Sunday, September 18, 2016

Blogpost 1

Most of My Friends Hate America, Fargo, North Dakota (2012)
http://www.wingyounghuie.com/p970478690/h669adbf9#h669adbf9
2) When first looking at this picture, a lot of different things are automatically noticed, the “Most of my friends hate America,” sign, and the overweight man in the captain America suit, with the hood that covers his nose.  The location of the photo being North Dakota is interesting.  The Dakotas are not something Americans living outside of them hear about, when I think of North or South Dakota, I think of just emptiness.  After this denotative examination, I began to make more connotative observations.  The text on the sign “Most of My Friends Hate America,” once pondered, brings out a lot of observations about the population of the United States.  My generation is known as the “America Hating” generation.  Constantly all over social media, in classroom settings, or day to day conversations people are criticizing the United States, and our overall sense of nationalism is decreasing.  It is almost starting to become “cool” to think America sucks.  Then you have the other perspective, the people who love America, like the man depicted in this picture.  His Captain America suit displays he faces the minority against his friends, and that he loves where he lives, despite living in a place like North Dakota.  His wearing of the Captain America suit almost makes him seem harmless and innocent.  It makes one wonder his personal life, and the people in it.  It makes me wonder why most of his friends hate America, and why he doesn’t.  
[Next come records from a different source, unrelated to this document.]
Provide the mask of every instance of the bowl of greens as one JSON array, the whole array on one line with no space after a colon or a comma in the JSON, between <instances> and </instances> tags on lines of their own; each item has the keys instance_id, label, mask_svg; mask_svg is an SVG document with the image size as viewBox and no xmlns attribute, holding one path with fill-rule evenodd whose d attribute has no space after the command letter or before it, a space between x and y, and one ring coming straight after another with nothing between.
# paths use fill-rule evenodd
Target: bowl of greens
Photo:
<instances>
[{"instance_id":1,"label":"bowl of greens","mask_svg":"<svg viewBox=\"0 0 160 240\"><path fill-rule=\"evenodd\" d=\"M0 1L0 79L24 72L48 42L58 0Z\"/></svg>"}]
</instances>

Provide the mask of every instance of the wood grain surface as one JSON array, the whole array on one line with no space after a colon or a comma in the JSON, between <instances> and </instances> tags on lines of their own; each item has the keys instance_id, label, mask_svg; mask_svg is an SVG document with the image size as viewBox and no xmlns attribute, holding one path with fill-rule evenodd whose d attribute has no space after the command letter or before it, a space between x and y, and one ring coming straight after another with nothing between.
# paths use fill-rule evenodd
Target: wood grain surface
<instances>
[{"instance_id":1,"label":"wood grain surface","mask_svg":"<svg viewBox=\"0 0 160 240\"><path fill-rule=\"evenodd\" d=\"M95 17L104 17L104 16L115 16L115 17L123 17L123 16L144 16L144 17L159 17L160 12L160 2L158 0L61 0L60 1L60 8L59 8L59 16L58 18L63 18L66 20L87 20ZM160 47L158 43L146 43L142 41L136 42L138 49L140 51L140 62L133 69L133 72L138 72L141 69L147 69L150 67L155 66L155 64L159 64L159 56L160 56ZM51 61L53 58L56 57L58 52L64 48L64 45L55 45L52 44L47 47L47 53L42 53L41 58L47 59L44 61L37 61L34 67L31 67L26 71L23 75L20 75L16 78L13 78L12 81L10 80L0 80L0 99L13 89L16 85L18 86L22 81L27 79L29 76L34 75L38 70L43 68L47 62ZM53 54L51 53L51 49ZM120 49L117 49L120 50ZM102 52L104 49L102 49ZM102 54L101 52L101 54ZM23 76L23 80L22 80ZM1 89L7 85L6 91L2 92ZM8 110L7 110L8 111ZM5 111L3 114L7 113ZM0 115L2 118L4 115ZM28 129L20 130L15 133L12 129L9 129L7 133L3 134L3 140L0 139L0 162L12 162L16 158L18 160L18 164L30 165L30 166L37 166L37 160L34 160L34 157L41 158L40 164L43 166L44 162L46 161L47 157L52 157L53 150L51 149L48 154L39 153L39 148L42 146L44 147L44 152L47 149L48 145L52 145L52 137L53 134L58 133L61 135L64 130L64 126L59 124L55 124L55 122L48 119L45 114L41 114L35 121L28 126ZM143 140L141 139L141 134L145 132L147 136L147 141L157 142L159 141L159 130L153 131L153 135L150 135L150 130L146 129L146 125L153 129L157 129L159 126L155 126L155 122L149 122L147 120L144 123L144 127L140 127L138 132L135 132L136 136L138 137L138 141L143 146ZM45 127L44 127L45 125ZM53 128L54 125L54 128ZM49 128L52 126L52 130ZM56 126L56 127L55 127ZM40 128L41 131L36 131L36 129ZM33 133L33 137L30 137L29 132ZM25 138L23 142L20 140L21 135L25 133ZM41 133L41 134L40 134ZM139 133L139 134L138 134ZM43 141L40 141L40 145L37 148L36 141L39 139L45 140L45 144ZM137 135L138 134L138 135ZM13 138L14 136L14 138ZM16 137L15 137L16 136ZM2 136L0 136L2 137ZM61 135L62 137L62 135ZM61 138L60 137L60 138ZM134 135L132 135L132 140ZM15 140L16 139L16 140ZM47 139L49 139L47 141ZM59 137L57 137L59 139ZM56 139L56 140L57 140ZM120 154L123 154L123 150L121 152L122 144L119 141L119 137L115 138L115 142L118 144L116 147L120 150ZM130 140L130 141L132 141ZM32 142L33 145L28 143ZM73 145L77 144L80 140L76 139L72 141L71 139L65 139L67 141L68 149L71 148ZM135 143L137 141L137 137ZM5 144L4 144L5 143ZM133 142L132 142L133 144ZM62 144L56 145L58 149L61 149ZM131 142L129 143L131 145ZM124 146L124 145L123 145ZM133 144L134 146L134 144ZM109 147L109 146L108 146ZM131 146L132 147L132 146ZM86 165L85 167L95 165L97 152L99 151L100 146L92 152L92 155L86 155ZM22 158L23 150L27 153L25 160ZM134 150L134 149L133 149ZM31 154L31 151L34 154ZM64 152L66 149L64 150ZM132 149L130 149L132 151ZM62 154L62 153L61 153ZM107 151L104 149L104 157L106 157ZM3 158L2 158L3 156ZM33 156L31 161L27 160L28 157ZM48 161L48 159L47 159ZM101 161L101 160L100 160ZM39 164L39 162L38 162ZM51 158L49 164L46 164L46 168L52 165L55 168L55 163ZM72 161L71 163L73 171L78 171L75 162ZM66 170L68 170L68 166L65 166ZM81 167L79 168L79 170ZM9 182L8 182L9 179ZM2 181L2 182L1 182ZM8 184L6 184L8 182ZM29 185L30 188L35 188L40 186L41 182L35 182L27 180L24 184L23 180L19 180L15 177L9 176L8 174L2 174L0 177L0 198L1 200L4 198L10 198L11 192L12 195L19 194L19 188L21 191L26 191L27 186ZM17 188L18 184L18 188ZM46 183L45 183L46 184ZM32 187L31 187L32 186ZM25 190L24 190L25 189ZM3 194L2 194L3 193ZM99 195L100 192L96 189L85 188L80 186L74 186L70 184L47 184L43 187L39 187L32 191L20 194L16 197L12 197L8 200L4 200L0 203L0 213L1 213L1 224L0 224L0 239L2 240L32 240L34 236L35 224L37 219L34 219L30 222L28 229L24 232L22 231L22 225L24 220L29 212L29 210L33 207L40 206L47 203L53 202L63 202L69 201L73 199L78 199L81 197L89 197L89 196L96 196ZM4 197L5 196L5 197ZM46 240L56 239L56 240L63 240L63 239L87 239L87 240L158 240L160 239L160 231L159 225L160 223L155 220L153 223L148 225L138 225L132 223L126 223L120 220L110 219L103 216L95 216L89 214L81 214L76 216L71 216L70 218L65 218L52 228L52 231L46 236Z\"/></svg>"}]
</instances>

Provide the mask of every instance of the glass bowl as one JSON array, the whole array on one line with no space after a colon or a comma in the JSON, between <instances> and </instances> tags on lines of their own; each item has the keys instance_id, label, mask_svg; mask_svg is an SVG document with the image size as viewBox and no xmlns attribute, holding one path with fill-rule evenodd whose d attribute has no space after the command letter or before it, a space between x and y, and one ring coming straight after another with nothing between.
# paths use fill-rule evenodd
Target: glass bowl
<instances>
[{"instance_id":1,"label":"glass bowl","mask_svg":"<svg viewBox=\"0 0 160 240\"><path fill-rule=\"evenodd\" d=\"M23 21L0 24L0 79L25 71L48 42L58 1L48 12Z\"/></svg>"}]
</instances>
3) Huie uses the process of othering by portraying this person as unusual, because he supports America, unlike all his friends.  In the place he lives, it is foreign to have a sense of nationalism, and he clearly is out of place in his Captain America suit.  In HT, almost any social group could be portrayed as “othering.”  The Gilead Reformation could be seen as “othering,” made evident by the Japanese folk that came and toured the area, asking Offred about her life while they were there.  Atwood furthers this idea of a strange society that Offred lives in by Offred’s constant flashbacks to a life we are more familiar with, and one that is more similar to ours.